13 de marzo 2024. Catequesis. Vicios y virtudes. 11. El actuar virtuoso. Audiencia Papa Francisco. Plaza de san Pedro.
Queridos
hermanos y hermanas, ¡buenos días!
Después de
haber concluido nuestra visión general de la serie sobre los vicios, ha llegado
el momento de volver la mirada a la imagen especular que se opone a la
experiencia del mal. El corazón humano
puede complacerse en malas pasiones, puede prestar atención a tentaciones
nocivas disfrazadas con vestidos seductores, pero también puede oponerse a todo
esto.
Por
fatigoso que sea, el ser humano está
hecho para el bien, que le realiza verdaderamente, y también puede
practicar este arte, haciendo que ciertas disposiciones se hagan permanentes en
él. La reflexión sobre esta maravillosa posibilidad nuestra constituye un
capítulo clásico de la filosofía moral: el capítulo de las virtudes.
Los
filósofos romanos la llamaban virtus, los griegos aretè. El término latino
subraya sobre todo que la persona
virtuosa es fuerte, valiente, capaz de disciplina y ascetismo; por tanto,
el ejercicio de la virtud es fruto de una larga germinación que requiere
esfuerzo e incluso sufrimiento. La palabra griega aretè, indica algo que
sobresale, algo que resalta, que suscita admiración. La persona virtuosa es,
entonces, la que no se desnaturaliza
deformándose, sino que es fiel a su vocación, realiza plenamente su
ser.
Nos
equivocaríamos si pensáramos que los santos son excepciones de la humanidad:
una suerte de estrecho círculo de campeones que viven más allá de los límites
de nuestra especie. Los santos, en esta perspectiva que acabamos de introducir
sobre las virtudes, son, en cambio, aquellos que llegan a ser plenamente ellos mismos,
que realizan la vocación propia de todo ser humano.
¡Qué feliz
sería el mundo si la justicia, el respeto, la benevolencia mutua, la amplitud
del corazón y la esperanza fueran la normalidad compartida, y no una rara
anomalía! Por eso el capítulo del actuar virtuoso, en estos tiempos dramáticos
nuestros, en los que a menudo nos encontramos con lo peor de lo humano, debería
ser redescubierto y practicado por todos. En un mundo deformado, debemos
recordar la forma en la que hemos sido plasmados, la imagen de Dios que está impresa para siempre en nosotros.
Pero, ¿cómo
definir el concepto de virtud? El Catecismo de la Iglesia Católica nos ofrece
una definición precisa y concisa: "La
virtud es una disposición habitual y firme a hacer el bien" (n. 1803).

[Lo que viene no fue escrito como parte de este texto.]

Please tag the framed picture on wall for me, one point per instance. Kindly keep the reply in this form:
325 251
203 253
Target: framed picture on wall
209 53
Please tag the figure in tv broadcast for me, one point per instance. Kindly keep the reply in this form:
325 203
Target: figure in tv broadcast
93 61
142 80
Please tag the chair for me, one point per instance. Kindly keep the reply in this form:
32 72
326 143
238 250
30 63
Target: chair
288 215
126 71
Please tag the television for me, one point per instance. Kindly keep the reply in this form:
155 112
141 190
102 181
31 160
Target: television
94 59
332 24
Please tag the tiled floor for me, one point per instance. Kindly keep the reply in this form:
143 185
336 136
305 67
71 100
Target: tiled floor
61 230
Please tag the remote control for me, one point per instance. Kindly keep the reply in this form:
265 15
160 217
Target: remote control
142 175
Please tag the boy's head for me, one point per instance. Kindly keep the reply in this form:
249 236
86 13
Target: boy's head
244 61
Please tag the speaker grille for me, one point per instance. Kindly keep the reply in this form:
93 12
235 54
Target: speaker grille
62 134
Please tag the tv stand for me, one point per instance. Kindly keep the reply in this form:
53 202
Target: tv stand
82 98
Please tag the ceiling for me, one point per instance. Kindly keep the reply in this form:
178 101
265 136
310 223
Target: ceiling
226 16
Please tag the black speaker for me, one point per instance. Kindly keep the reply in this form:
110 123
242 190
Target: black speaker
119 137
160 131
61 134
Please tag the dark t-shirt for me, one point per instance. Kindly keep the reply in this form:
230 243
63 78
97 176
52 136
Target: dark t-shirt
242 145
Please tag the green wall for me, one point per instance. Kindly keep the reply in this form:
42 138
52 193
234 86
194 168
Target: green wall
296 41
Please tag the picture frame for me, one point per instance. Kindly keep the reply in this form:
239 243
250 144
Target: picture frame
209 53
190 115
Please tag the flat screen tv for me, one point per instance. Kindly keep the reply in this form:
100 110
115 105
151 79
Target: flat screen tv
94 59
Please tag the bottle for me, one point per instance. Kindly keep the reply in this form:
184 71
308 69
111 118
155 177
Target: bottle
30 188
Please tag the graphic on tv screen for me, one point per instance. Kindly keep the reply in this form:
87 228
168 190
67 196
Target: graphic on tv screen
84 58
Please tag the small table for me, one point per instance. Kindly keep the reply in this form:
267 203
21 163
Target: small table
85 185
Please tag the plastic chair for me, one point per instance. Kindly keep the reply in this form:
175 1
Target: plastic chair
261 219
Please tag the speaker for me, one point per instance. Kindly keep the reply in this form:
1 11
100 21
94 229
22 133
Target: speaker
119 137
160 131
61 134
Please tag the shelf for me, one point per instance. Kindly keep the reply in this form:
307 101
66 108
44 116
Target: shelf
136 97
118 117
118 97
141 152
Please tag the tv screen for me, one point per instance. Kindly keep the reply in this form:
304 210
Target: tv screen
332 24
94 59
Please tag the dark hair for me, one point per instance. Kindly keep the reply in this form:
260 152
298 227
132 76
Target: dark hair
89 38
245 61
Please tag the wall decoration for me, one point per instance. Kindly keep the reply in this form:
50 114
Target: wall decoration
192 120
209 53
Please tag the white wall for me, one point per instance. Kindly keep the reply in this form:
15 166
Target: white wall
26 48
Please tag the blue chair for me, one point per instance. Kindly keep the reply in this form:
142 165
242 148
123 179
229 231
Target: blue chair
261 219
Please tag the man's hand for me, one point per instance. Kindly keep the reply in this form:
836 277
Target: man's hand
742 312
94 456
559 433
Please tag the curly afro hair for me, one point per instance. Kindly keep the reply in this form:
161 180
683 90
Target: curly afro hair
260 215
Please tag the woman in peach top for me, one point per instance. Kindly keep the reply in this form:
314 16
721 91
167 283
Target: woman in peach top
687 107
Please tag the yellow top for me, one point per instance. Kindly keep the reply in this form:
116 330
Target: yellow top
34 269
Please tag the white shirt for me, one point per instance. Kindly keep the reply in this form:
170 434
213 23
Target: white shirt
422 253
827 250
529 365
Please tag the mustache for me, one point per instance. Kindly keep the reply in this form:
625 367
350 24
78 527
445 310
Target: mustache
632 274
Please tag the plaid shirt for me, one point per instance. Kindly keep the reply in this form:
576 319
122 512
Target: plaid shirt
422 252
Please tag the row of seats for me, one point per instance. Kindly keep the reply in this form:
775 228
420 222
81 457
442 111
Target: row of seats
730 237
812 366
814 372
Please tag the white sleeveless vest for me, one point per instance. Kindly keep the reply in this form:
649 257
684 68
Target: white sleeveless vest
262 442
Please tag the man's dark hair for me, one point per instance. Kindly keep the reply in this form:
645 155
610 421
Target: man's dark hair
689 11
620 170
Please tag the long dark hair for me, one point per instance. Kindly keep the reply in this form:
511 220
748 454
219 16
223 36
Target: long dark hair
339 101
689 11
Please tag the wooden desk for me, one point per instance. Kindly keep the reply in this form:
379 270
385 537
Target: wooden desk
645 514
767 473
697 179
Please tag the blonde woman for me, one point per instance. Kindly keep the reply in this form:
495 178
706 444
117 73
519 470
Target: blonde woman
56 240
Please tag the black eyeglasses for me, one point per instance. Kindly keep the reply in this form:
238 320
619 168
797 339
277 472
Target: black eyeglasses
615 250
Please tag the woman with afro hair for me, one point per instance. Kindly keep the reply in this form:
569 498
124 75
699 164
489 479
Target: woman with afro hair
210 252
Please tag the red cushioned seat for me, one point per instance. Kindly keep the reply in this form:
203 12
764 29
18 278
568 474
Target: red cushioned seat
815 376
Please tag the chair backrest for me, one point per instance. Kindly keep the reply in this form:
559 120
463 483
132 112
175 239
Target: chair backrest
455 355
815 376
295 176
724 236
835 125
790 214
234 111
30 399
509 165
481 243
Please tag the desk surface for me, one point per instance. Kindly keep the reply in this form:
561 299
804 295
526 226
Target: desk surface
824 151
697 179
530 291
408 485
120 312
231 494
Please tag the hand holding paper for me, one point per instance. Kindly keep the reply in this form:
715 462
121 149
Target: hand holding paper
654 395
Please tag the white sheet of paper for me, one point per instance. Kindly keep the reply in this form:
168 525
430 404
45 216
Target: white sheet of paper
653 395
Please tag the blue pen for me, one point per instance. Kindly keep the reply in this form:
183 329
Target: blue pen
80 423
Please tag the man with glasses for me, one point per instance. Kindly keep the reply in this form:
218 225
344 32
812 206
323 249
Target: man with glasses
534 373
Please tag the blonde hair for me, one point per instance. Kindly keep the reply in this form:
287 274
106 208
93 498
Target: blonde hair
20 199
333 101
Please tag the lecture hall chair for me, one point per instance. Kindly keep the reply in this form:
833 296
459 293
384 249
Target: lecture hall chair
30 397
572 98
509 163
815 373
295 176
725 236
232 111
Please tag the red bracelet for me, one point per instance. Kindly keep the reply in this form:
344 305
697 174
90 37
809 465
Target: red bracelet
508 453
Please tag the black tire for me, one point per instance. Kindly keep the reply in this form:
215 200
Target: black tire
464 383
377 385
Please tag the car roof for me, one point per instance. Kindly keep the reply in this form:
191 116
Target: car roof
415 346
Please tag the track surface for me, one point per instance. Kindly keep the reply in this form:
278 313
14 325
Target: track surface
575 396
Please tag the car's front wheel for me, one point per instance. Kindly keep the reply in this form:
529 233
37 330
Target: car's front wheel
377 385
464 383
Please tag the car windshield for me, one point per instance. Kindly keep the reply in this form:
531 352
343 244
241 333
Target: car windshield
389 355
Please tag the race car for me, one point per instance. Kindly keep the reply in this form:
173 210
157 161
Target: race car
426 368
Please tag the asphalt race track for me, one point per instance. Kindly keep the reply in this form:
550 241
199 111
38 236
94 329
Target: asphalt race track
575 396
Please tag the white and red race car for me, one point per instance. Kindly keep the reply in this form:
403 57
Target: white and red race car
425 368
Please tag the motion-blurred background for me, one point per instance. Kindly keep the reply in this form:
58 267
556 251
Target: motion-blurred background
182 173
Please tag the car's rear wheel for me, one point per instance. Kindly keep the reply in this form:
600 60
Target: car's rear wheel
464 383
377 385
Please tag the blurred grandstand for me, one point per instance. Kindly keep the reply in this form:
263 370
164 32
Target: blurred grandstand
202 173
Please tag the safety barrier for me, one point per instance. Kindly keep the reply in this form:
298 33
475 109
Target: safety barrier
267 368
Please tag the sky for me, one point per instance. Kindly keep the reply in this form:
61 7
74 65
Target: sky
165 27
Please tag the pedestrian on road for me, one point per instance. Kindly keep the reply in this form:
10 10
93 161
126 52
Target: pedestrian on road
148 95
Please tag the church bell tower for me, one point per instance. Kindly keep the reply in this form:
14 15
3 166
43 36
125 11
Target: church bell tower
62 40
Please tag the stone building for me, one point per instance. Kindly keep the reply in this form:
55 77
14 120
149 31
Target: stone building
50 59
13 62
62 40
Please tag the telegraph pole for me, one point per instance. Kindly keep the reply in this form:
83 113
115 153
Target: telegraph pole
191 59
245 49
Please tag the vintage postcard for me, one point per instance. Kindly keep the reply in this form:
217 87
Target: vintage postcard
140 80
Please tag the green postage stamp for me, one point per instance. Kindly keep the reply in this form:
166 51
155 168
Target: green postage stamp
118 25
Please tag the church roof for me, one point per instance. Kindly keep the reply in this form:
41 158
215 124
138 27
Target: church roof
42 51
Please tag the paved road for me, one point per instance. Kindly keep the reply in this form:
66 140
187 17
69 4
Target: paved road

No es, por tanto, un bien improvisado y algo casual que cae del cielo de forma
episódica. La historia nos dice que incluso los criminales, en un momento de
lucidez, han realizado buenas acciones; ciertamente estas acciones están
escritas en el "libro de Dios", pero la virtud es otra cosa.
Es un bien que nace de una lenta maduración de
la persona, hasta
convertirse en una característica interior suya. La virtud es un hábitus de la
libertad. Si somos libres en cada acto, y cada vez estamos llamados a elegir
entre el bien y el mal, la virtud es lo
que nos permite tener un hábito hacia la elección correcta.
Si la
virtud es un don tan hermoso, inmediatamente surge una pregunta: ¿cómo es posible adquirirla? La
respuesta a esta pregunta no es sencilla, sino compleja.
Para el
cristiano, el primer auxilio es la
gracia de Dios. De hecho, el Espíritu Santo actúa en nosotros, quienes
hemos sido bautizados, obrando en nuestra alma para conducirla a una vida
virtuosa. ¡Cuántos cristianos han llegado a la santidad a través de las
lágrimas, al constatar que no podían superar ciertas debilidades! Pero han
experimentado que Dios ha completado esa obra buena que para ellos era sólo un
esbozo. La gracia precede siempre a nuestro compromiso moral.
Además, no
debemos olvidar nunca la riquísima lección que nos ha llegado de la sabiduría
de los antiguos, que nos dice que la virtud crece y puede ser cultivada. Y para
que esto ocurra, el primer don del
Espíritu que hay que pedir es precisamente la sabiduría. El ser humano no
es territorio libre para la conquista de los placeres, de las emociones, de los
instintos, de las pasiones, sin que pueda hacer nada contra esas fuerzas a
veces caóticas que lo habitan.
Un don inestimable que poseemos es la apertura
mental, es la sabiduría que sabe aprender de los errores para dirigir bien la
vida. Luego se necesita la buena
voluntad: la capacidad de elegir el bien, de plasmarnos mediante el
ejercicio ascético, rehuyendo los excesos.
Queridos
hermanos y hermanas, comencemos así nuestro viaje a través de las virtudes, en
este universo sereno que resulta desafiante, pero que es decisivo para nuestra
felicidad. Fuente: Vatican. Va.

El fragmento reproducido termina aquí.